House Bill 9465 is an offered cure that can prove more dangerous than the disease of disinformation.

The measure seeks to make it a crime to publish, disseminate, finance, or “materially assist” in the spread of false information that cause “verifiable public harm” or threaten national security.

Snake oil measure
Why lawfare matters amid conflict among elite

It sprinted through the committee level, giving the lower chamber barely time to read it, let alone debate it.

This was the opposite of how Congress and the administration disposed of the Freedom of Information Act, which had gathered dust after two decades of delay.

Among the provisions of HB 9465 that are drawing the most scrutiny is one that would criminalize spreading false information on behalf of or under the direction of a foreign state or a foreign-funded influence operation.

Under international human rights law, the Philippines is bound by Article 19 of the International Covenant on Civil and Political Rights, which it ratified in 1986.

The UN Human Rights Committee has held that any restriction on free expression must be narrowly defined, necessary, and proportionate, and formulated with enough precision that people can understand what conduct it prohibits.

Rights groups warned this could ensnare individuals and organizations that share information about legitimate engagements with foreign officials.

The problem is not that the bill wants to punish liars but that “false information” is not something the state can be trusted to adjudicate, particularly in a country notorious for selective justice.

IBON Foundation has objected to the law, raising the most common sense argument. Is the economy actually improving? Is poverty declining or just being measured differently?

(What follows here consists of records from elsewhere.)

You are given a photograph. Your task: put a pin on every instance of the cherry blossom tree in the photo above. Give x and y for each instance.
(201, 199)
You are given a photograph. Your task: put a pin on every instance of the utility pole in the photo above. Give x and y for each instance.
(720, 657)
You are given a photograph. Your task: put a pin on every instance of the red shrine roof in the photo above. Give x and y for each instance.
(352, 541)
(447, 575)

Is the debt sustainable?

These are not settled facts waiting to be fact-checked.

The questions are subject to interpretation, as they are mainly disputes between people looking at the same numbers and drawing different conclusions.

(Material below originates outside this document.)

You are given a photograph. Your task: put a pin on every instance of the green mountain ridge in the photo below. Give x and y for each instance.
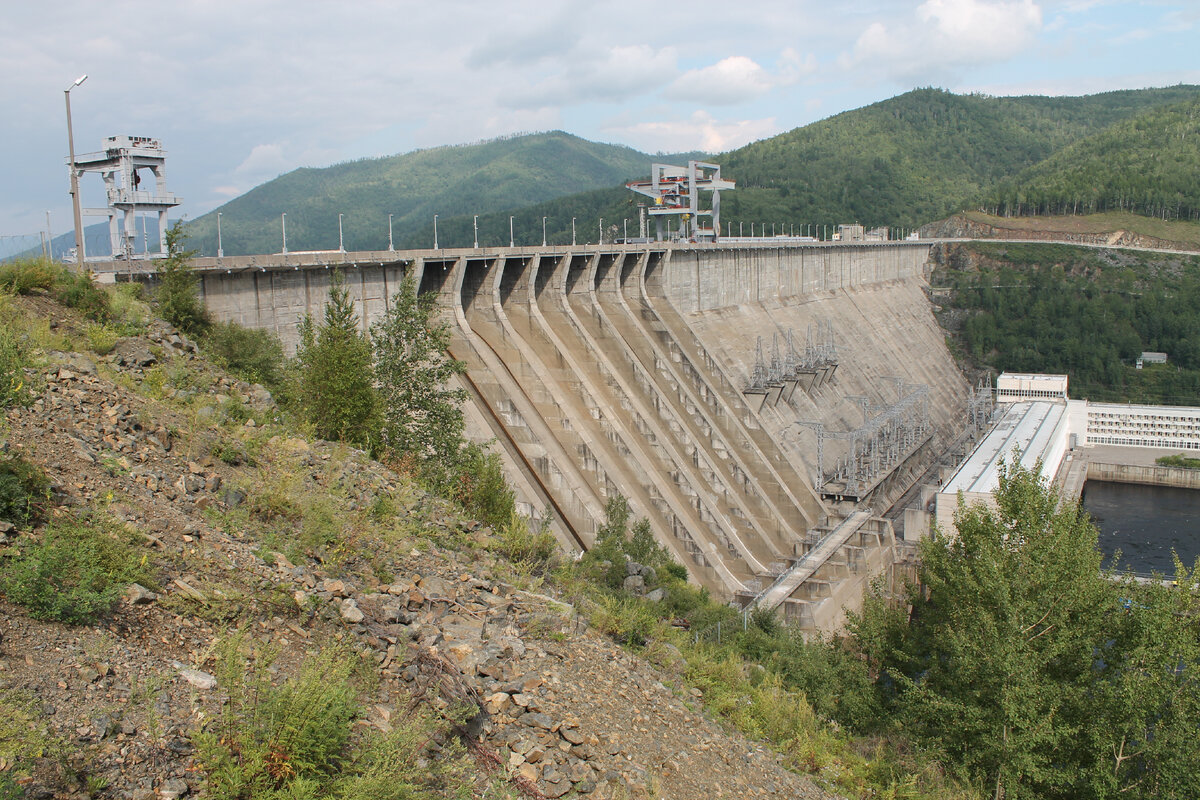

A government that can criminalize “false” economic claims is a government that can criminalize the wrong kind of information simply by deciding whose math counts.

The bill’s defenders point to its carve-outs for satire, journalism and honest mistakes, which remain in danger of being litigated.

The timing, which the bill’s authors would prefer to be ignored, is that the bill arrived precisely when economic hardship is sharpening public scrutiny of government performance — when more Filipinos are asking out loud whether the growth numbers match what they have in their wallets.

The bill, if passed, would add another layer to the lawfare blitzkrieg. A state that responds to rising skepticism by expanding its capacity to punish it is not fighting disinformation but managing the problem with the penal code.

Broadly worded speech laws, regardless of stated intent, get used against the people with the least power to fight back in court.

Take the case of Turkey, where the disinformation law was sold as an anti-troll measure. It has been repurposed as a tool for prosecuting reporters. The experience was repeated in Egypt and Singapore.

The honest fix for disinformation is not a statute that lets bureaucrats decide what is true, but rather exposing the cost of lying to the public, not punishing it privately.

HB 9465 will hand the state a tool better suited to silencing the people asking inconvenient questions about why hardship persists.